Great question that requires great answer. Here is my opinion based on the little practical exposure I have on this subject.

Instead of answering it from an angel or investors view let us try to analyze and answer what we would do if we had to invest!!!

The first thing that I will look at is IDEA. Idea that derives your business. What long term goals you have for your business?

There are two kind of organizations whether small or big. One we can call as a true business oriented organization making revenue and profits from the first day of launch and another an organization which has come with an unique or existing idea and is working on it to change the game in its niche industry.

As an investor I may have a policy to invest in innovative companies say second kind of organization or exclusively in business oriented organizations say first kind.

When I invest in first kind of organization what would matter most for me is REVENUE and profit margins. These are the companies which are operating in already established market and I have to look at the valuation of these companies purely from accounting point.

I have to look at the DCF, assets and revenue-profit margin. I have to look at the market size and market share the investee company holds and in future may hold. My all assumption would be purely based on the numbers in their financial statement. More or less I would be behaving as a bank since the market is already established and future is some what predictable. Valuation would not be multiple of revenue but more or less my concern will be on DCF.

Coming to second kind of organizations, which are innovative or you say organizations started by entrepreneurs. Here more than DCF my concerns would be scale at which company can reach, technology and market share it will hold. These are the companies facing uncertainties and can give you lot of returns or completely wipe off your investment.

Revenue is of less important since these companies take at least 2-3 years to see their first stream of cash coming in. My focus would be completely on scalability and team behind the business. These are the companies such as Redbus, Flipkart and many other internet based companies or technology driven companies.

As a venture capitalist I will be have different factors to value a company.
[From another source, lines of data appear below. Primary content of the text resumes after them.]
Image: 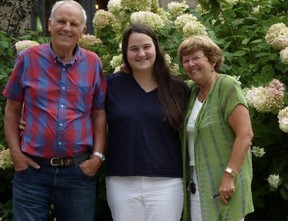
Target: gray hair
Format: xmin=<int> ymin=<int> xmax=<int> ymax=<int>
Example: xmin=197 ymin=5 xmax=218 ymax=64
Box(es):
xmin=50 ymin=0 xmax=87 ymax=29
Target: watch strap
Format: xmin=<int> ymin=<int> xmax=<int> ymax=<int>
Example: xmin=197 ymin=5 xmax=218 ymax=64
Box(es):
xmin=224 ymin=166 xmax=237 ymax=178
xmin=92 ymin=151 xmax=105 ymax=162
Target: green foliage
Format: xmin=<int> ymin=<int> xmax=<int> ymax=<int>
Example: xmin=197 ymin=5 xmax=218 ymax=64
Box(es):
xmin=0 ymin=30 xmax=15 ymax=141
xmin=0 ymin=200 xmax=12 ymax=221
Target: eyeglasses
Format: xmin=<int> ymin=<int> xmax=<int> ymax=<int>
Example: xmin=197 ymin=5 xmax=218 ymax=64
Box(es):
xmin=182 ymin=54 xmax=205 ymax=65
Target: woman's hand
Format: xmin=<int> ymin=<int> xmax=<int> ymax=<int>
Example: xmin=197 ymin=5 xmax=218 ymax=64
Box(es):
xmin=19 ymin=118 xmax=26 ymax=134
xmin=218 ymin=172 xmax=236 ymax=204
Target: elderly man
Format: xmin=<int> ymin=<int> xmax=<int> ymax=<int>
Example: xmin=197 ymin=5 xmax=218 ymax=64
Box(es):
xmin=2 ymin=1 xmax=106 ymax=220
Generally second kind of companies has better chances of getting funding.

For example, a retail store will have less chance of getting funds than a online market place. Online market place have more chances of scaling large than a retail store even if it has its own online E-commerce portal.

As an investor Financial statements matter most in first kind of business and qualitative factors such as scalability, team, technology, Idea matters most in second kind of companies.